Working with complex, nested data structures takes practice and patience. It
helps to be able to visualize your data. Data::Dumper is
one of the oldest and most widely used modules because it does what it says –
it serializes a Perl data structure to its equivalent Perl code.
It’s not a perfect module, though. Its default output is a little verbose (if customizable), it can use a lot of memory, and it can be slow. It also doesn’t handle complex references well.
Data::Dump::Streamer
is a newer alternative that works better in some cases. Here’s what I learned
from playing with it one afternoon.
Inside DDS
The API is similar, but not exactly equivalent, to the
Data::Dumper interface. In particular, there’s a separate analysis
and output phase. The Dumper() equivalent seems to be:
print Dump( $some_var )->Out();
You must always call Dump() or some alternative
before Out().
Don’t Lose Lexical Names
For the simple case, the two modules are roughly equivalent. There are
some other nice features, too. DumpLex() is very handy if you
have PadWalker installed:
use Data::Dump::Streamer;
my $some_hash = { foo => 1, bar => 2, baz => 3 };
print DumpLex( $some_hash )->Out();
… produces:
$some_hash = {
bar => 2,
baz => 3,
foo => 1
};
This doesn’t always work though; you have to have access to the pad:
use Data::Dump::Streamer;
{
my %closed_over;
sub foo
{
$closed_over{foo}++;
}
sub bar
{
$closed_over{bar}++;
}
sub get_co
{
return \%closed_over;
}
}
foo();
bar();
print DumpLex( get_co() )->Out();
… prints:
Use of uninitialized value in substitution (s///)...
Use of uninitialized value in substitution (s///)...
$HASH1 = {
bar => 1,
foo => 1
};
That is, if you’re outside of the scope of the variable,
DDS can’t (easily or reliably) get the lexical’s name.
If you want to serialize the code with something slightly better than
the global variable case (do somefile.pl), use the
Declare() method to declare lexicals:
use Data::Dump::Streamer;
my ($x, $y);
($x, $y) = \($y, $x);
print Dump( $x, $y )->Declare( 1 )->Out();
… produces:
my $REF1 = 'R: $REF2';
my $REF2 = \$REF1;
$REF1 = \$REF2;
(This is probably more useful than this example makes it seem.)
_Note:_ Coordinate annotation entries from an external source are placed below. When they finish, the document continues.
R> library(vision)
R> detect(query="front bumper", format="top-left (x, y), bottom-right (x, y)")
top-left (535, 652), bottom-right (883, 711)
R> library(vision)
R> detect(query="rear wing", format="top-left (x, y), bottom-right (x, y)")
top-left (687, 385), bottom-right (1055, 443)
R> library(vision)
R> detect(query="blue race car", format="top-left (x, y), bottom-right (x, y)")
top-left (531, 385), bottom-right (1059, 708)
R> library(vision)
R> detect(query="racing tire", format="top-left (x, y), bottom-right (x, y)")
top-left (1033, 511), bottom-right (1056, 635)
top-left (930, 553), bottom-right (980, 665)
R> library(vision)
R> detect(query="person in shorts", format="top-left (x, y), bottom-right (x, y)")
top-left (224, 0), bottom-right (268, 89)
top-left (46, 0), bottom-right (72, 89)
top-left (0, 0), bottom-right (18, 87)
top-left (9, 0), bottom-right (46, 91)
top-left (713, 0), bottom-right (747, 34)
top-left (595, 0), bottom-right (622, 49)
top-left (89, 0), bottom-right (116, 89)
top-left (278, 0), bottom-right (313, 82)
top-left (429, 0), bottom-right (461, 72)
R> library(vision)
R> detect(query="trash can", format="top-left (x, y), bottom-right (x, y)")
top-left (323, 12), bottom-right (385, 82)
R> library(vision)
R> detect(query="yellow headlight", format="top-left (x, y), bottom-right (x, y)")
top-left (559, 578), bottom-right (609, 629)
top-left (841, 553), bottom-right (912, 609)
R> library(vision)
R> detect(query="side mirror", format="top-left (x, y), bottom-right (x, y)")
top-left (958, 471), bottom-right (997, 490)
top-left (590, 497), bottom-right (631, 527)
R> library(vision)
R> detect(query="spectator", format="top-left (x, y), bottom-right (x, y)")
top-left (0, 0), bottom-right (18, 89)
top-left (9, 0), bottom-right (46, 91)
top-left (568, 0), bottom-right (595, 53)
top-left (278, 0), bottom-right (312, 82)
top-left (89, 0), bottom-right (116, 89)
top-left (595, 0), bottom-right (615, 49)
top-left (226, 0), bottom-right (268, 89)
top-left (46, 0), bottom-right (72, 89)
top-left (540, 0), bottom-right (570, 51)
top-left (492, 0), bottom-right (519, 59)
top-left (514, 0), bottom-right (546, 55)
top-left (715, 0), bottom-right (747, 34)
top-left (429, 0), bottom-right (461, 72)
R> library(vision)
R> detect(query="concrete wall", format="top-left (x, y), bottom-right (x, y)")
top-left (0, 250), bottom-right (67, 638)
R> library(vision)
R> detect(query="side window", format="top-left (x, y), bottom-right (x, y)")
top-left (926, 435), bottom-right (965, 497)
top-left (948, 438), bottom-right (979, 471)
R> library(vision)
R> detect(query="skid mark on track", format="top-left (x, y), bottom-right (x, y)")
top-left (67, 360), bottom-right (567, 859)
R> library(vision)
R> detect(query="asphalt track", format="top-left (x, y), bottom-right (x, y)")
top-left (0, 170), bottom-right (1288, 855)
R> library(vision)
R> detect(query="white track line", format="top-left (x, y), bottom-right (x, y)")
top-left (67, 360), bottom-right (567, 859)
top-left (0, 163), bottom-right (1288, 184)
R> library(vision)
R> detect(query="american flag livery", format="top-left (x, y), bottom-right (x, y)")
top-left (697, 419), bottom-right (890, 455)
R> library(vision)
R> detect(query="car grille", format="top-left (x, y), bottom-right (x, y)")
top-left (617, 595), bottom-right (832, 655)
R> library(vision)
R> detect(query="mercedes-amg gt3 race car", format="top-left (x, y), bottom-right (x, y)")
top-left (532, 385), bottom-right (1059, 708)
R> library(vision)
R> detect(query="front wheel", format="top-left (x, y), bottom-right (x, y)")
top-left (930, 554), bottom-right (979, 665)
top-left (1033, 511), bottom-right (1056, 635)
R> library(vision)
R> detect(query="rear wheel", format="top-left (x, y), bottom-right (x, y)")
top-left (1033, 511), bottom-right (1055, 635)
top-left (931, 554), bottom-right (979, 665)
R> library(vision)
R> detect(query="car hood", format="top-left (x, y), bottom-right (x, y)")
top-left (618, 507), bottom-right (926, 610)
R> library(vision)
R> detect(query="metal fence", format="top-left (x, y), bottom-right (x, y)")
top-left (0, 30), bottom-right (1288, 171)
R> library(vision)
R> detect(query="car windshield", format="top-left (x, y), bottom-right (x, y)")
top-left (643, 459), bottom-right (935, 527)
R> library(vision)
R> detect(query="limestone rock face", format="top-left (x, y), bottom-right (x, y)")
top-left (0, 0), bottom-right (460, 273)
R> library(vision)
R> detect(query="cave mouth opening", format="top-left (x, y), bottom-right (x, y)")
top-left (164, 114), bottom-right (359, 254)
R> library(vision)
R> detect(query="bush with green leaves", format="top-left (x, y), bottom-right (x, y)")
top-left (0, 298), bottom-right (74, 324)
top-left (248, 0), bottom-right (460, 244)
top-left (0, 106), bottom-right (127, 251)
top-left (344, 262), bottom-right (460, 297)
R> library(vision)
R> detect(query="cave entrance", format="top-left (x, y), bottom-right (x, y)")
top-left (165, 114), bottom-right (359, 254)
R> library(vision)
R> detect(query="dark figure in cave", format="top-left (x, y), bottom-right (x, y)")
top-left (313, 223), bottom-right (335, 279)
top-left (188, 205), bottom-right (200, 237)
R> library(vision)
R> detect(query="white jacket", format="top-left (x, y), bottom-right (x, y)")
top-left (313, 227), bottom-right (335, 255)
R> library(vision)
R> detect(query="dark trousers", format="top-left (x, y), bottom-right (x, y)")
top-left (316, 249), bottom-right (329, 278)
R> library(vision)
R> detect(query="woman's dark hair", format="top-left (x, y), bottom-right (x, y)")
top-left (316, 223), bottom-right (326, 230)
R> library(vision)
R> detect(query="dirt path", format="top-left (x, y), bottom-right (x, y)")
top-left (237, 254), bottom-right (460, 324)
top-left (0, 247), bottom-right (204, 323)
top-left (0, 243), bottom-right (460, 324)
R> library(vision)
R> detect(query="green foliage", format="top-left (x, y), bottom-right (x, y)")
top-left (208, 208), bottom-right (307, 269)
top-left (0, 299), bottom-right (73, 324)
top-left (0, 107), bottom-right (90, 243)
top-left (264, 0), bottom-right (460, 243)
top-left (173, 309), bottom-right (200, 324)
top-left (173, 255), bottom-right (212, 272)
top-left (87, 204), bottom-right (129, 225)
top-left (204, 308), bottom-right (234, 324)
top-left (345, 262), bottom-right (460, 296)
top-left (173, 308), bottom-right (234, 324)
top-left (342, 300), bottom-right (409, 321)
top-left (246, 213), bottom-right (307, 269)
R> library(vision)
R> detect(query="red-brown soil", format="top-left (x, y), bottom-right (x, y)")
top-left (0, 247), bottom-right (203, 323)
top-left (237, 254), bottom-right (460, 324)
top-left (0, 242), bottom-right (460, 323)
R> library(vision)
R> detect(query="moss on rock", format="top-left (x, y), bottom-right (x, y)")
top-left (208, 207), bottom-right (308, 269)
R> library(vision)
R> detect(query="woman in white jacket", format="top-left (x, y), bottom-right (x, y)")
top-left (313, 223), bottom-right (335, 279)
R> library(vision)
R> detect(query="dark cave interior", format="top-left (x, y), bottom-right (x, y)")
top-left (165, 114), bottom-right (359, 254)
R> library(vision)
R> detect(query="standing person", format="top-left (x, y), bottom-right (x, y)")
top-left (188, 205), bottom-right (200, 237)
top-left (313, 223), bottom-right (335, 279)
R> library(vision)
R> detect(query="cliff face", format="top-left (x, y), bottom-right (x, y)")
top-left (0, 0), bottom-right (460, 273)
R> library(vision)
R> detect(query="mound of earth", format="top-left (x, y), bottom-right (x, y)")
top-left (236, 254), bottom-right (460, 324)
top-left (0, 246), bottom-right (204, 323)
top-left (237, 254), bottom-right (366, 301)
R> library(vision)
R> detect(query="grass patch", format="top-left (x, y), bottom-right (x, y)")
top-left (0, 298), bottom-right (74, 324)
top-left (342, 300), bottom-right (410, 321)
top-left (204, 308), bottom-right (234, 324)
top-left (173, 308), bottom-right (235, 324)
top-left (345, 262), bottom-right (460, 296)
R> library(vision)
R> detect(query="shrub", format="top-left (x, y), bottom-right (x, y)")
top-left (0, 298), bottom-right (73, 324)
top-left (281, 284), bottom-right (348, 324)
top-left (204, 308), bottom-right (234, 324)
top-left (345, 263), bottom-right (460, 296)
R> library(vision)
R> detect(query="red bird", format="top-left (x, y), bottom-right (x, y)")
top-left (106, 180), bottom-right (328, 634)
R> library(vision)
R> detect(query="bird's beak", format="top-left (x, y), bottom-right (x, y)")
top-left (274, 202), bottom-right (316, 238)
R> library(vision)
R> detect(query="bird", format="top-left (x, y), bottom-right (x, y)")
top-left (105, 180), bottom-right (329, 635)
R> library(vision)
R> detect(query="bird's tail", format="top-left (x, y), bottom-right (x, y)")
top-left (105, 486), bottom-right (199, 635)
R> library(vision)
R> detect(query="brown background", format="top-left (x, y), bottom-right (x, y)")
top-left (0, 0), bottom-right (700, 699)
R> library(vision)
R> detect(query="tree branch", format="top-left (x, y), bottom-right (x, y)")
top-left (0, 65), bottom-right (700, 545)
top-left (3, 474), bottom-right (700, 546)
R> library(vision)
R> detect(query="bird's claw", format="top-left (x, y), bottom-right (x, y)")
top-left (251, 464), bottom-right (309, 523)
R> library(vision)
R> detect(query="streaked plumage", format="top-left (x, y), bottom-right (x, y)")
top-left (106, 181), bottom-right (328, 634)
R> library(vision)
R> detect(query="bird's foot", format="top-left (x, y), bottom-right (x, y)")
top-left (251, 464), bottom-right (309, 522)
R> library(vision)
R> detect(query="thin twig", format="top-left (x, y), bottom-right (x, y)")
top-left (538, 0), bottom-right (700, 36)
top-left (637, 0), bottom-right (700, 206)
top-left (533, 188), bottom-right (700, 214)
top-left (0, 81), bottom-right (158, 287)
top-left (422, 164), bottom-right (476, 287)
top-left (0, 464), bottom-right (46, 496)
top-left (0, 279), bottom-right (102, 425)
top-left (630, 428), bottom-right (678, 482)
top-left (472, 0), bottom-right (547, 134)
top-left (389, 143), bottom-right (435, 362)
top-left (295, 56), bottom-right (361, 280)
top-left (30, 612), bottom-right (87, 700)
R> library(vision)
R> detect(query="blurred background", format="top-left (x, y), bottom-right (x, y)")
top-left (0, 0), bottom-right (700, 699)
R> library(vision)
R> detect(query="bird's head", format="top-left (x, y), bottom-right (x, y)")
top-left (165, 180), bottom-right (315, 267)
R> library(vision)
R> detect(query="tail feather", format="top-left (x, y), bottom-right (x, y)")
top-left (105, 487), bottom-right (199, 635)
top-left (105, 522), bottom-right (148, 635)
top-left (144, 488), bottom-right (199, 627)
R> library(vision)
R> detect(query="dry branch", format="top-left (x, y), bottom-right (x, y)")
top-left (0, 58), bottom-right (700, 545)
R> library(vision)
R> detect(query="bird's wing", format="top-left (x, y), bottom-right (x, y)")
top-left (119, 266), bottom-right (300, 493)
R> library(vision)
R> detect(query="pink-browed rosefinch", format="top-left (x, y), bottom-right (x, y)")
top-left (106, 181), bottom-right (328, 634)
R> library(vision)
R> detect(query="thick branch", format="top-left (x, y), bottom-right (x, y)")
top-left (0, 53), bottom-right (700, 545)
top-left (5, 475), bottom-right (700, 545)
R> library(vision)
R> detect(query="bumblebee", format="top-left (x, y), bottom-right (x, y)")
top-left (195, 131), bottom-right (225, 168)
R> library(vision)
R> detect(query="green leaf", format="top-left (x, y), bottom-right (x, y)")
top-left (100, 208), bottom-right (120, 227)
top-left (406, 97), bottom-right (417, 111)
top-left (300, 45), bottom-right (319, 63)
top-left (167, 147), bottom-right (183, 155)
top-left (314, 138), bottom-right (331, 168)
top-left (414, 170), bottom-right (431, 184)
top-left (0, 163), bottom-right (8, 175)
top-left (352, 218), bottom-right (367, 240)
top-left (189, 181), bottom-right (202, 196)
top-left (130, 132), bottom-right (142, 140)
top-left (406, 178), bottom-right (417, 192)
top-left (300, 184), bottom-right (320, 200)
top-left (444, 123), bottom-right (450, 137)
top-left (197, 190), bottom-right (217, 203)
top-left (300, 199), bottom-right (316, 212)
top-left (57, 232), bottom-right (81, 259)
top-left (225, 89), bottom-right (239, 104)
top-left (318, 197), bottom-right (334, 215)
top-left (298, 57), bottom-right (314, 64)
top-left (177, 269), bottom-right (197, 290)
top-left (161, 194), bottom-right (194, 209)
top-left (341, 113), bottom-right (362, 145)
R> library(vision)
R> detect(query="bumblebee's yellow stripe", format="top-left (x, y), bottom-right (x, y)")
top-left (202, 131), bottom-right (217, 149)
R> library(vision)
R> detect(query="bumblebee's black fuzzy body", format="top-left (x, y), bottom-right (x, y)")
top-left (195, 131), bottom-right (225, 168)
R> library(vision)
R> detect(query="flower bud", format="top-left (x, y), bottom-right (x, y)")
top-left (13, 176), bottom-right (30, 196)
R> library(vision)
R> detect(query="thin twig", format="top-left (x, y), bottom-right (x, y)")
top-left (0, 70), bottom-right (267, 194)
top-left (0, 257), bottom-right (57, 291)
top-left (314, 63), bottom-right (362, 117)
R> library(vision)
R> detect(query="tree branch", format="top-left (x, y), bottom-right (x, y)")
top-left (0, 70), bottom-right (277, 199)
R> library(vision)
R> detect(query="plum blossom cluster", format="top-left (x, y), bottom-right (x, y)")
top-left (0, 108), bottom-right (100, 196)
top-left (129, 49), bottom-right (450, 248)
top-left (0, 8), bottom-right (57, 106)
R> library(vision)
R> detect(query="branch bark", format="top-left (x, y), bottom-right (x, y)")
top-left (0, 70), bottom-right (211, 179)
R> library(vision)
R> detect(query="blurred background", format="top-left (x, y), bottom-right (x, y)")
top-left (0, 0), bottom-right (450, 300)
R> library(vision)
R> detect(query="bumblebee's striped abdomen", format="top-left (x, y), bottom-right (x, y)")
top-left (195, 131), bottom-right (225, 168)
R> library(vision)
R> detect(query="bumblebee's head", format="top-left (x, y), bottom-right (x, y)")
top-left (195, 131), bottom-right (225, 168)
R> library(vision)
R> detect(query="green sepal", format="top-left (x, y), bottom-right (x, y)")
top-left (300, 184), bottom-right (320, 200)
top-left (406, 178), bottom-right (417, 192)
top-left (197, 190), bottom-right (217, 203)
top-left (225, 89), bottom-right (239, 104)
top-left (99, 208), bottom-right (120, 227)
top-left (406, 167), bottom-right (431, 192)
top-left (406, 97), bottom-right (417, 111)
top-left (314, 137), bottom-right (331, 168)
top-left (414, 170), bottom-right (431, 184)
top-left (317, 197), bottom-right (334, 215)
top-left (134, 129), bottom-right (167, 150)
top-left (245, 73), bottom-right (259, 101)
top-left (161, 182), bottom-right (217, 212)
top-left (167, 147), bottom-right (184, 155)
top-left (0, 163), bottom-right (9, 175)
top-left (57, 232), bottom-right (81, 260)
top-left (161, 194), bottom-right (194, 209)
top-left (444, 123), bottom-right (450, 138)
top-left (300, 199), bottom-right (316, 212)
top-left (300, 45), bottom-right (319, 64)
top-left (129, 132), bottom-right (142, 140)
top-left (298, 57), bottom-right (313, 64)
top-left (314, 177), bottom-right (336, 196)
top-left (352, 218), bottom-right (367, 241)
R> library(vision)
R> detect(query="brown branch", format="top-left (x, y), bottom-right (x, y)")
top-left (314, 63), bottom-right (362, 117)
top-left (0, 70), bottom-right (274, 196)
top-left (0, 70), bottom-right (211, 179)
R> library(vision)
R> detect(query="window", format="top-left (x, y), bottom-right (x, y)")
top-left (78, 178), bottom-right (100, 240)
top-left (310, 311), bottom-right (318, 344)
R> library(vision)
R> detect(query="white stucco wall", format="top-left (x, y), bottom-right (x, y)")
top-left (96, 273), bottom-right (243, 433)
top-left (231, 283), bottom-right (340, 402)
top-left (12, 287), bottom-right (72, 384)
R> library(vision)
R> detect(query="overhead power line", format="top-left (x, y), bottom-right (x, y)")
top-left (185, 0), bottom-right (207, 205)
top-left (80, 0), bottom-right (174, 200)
Peek Inside Subroutine References
One of the nicest features is that dumping objects containing closures works:
use Data::Dump::Streamer;
my %closed_over;
my %held_subs =
(
foo => sub { $closed_over{foo}++ },
bar => sub { $closed_over{bar}++ },
);
my $object = bless \%held_subs, 'Some::Class';
print DumpLex( $object )->Out();
… produces:
my (%closed_over);
%closed_over = ();
$object = bless( {
bar => sub {
use warnings;
use strict 'refs';
$closed_over{'bar'}++;
},
foo => sub {
use warnings;
use strict 'refs';
$closed_over{'foo'}++;
}
}, 'Some::Class' );
Yes, that does imply that dumping subroutine references works too. (The
extra use lines in the dumped subroutines come from
B::Deparse, not Data::Dump::Streamer.)
Trying to Break Things
Arguably, DDS handles a few pathological cases better than
Data::Dumper:
use Data::Dumper;
use Data::Dump::Streamer;
my ($x, $y);
($x, $y) = \($y, $x);
print Dumper( $x, $y );
print "\n";
print Dump( $x, $y )->Out();
… produces:
$VAR1 = \\$VAR1;
$VAR2 = ${$VAR1};
$REF1 = \$REF2;
$REF2 = \$REF1;
When and Why Streaming Matters
One of my biggest frustrations with Data::Dumper is that it
builds the entire serialized string in memory first before writing it. That
can take a while. I don’t have a good example of this, but here’s a test
program that builds a deep data structure and serializes it.
use Data::Dumper;
use Data::Dump::Streamer;
my $data = {};
my $top = $data;
for ( 1 .. 5000 )
{
$data = $data->{foo} = {};
}
print Dumper( $top );
# print DumpLex( $top )->Out;
I ran this a couple of times with 1000 iterations and a couple of times with 5000 iterations. (I also redirected STDOUT to /dev/null to remove some of the IO timing.) This is not scientific and barely a benchmark, but the results are interesting.
With the 1000-level hash reference, Data::Dumper finished
in under a second, while Data::Dump::Streamer took just over
two seconds. For the larger hash reference, DDS took around 14
seconds, while Data::Dumper took between 48 and 60 seconds. It
also used around twice as much memory, at least according to
top (both virtual and resident).
I don’t deal with data structures that complex very often (and the
overhead of that much IO probably matches the overhead of visiting such
data structures), but the other convenience features of DDS
make it compelling.
A better benchmark might also test the latency of requests — that is, I
expect DDS to start producing output sooner, which can be
important in some contexts — say, web programming. (I ran the test again
without redirecting the output. I interrupted the Data::Dumper
version after almost 14 seconds and there was no output. I interrupted the
Data::Dump::Streamer version at almost the same time and it
had finished its output.)
Concluding Thoughts
I usually use YAML for peering at complex data structures, but
DDS works really well as a code-aware serialization module. If
you use Data::Dumper often, try Data::Dump::Streamer
for a few days instead. Its documentation explains a few other convenient
features you might not have realized that you missed.

Is your module a streamer ? Nudge, nudge, wink, wink...